As for the first question, i think i understand your answer. Sorry about being tedious about it, but would you be kind to confirm if this is what you meant? Say, we 1. define the model 2. estimate parameters and 3. extract the parameter estimates like this:
sys = idnlarx(output_name,input_name,orders);
mdl = nlarx(data,sys);
par_est = mdl.Report.Parameters.ParVector;
These are the regressors
myregs = getreg(sys);
that we potentially use in each of the
neqs = length(output_name);
number of (potentially coupled) equations that the system consists of. That is, we have a number
nterms = length(myregs)*neqs;
of terms in the whole system. But we want to knock out some of those terms, which we can do by setting entries of the
regus = sys.RegressorUsage;
table 'false'. This table corresponds to the 2D matrix
ru_mat = table2array(regus);
whose entries we can keep count of by the "column-wise" "linear" indices of it:
myregs_linind = (1:nterms)';
These linear indices of the matrix would correspond to "ordinary" indices of the vector coming from the "colonisation" of the matrix:
ru_vec = ru_mat(:);
Finally, is it correct that the subselected terms (regressor & equation/output variable)
whichregneq = myregs_linind(ru_vec);
correspond entry for entry with par_est?
As for the second question about uncertainty quantification. Sorry, i know 'fitlm' would return those things. But i need 'nlarx' to do that. Do i miss a point of yours?

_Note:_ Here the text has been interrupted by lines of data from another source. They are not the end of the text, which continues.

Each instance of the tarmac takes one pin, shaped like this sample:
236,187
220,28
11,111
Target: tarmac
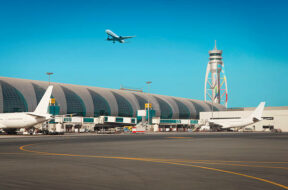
152,161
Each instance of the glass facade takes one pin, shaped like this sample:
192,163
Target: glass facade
101,106
165,109
75,104
124,107
13,100
198,109
141,102
184,112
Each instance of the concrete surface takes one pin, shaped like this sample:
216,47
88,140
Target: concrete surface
167,161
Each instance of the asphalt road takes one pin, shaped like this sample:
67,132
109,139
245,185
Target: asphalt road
174,161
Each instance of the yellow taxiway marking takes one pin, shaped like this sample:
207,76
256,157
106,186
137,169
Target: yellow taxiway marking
179,137
10,153
227,164
253,162
156,161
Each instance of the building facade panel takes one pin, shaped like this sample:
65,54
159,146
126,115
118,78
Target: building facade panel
95,101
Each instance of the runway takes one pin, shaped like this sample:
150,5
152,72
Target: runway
167,161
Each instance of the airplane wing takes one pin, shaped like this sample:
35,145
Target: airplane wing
224,125
126,37
36,115
2,126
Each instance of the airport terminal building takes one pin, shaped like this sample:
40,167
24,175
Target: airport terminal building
21,95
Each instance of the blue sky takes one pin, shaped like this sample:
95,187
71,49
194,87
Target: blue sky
170,48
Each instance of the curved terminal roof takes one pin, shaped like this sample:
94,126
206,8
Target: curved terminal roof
18,95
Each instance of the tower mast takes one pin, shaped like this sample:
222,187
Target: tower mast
215,79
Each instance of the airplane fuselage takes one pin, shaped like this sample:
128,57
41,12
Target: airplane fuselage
231,123
19,120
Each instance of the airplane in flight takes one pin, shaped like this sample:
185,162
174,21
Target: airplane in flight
114,37
11,121
254,117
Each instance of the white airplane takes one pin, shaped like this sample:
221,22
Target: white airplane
254,117
114,37
12,121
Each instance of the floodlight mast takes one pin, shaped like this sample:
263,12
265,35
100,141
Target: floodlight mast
215,88
49,73
148,108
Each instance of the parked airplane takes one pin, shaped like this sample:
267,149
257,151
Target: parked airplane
114,37
12,121
254,117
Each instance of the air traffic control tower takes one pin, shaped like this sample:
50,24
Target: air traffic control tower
215,80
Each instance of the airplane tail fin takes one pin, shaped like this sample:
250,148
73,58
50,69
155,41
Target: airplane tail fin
42,107
257,113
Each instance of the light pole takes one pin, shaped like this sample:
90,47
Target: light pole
148,82
49,73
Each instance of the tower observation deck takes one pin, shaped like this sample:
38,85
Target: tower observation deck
215,79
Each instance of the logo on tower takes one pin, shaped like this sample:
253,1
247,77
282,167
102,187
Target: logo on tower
216,89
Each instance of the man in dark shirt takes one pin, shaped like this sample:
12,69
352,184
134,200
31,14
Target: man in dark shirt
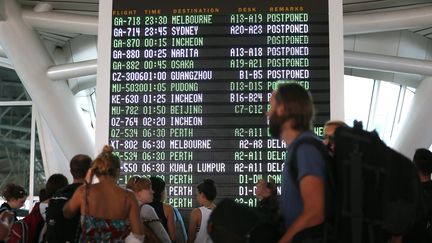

If not, is it possible that "inside" 'nlarx' those p-values/SEs are calculated but not provided as an output for the user?
Umar
Umar il 19 Lug 2024 alle 16:15
Hi Tamas,
Regarding your first query,” correspond entry for entry with par_est?”, the alignment of subselected terms with parameter estimates is correctly established. The 'true' entries in sys.RegressorUsage correspond to parameter estimates in mdl.Report.Parameters.ParVector. By setting entries in the sys.RegressorUsage table to 'false', specific terms can be excluded. The linear indices derived from sys.RegressorUsage matrix help in selecting the desired terms. The whichregneq vector, obtained from these indices, indeed corresponds entry for entry with par_est, ensuring the correct association between regressors, equations, and parameter estimates.
Addressing your last query, “ about uncertainty quantification. Sorry, i know 'fitlm' would return those things. But i need 'nlarx' to do that. Do i miss a point of yours?If not, is it possible that "inside" 'nlarx' those p-values/SEs are calculated but not provided as an output for the user?”
Sorry, if I missed details in my earlier post, 'nlarx' focuses on system identification rather than statistical inference. While 'nlarx' does not directly output p-values or SEs, you can still assess model uncertainty through techniques like bootstrapping or Monte Carlo simulations to derive confidence intervals for model parameters if this s what you are trying to accomplish. Also, you can still consider using 'fitlm' or other statistical tools alongside 'nlarx' for a comprehensive analysis.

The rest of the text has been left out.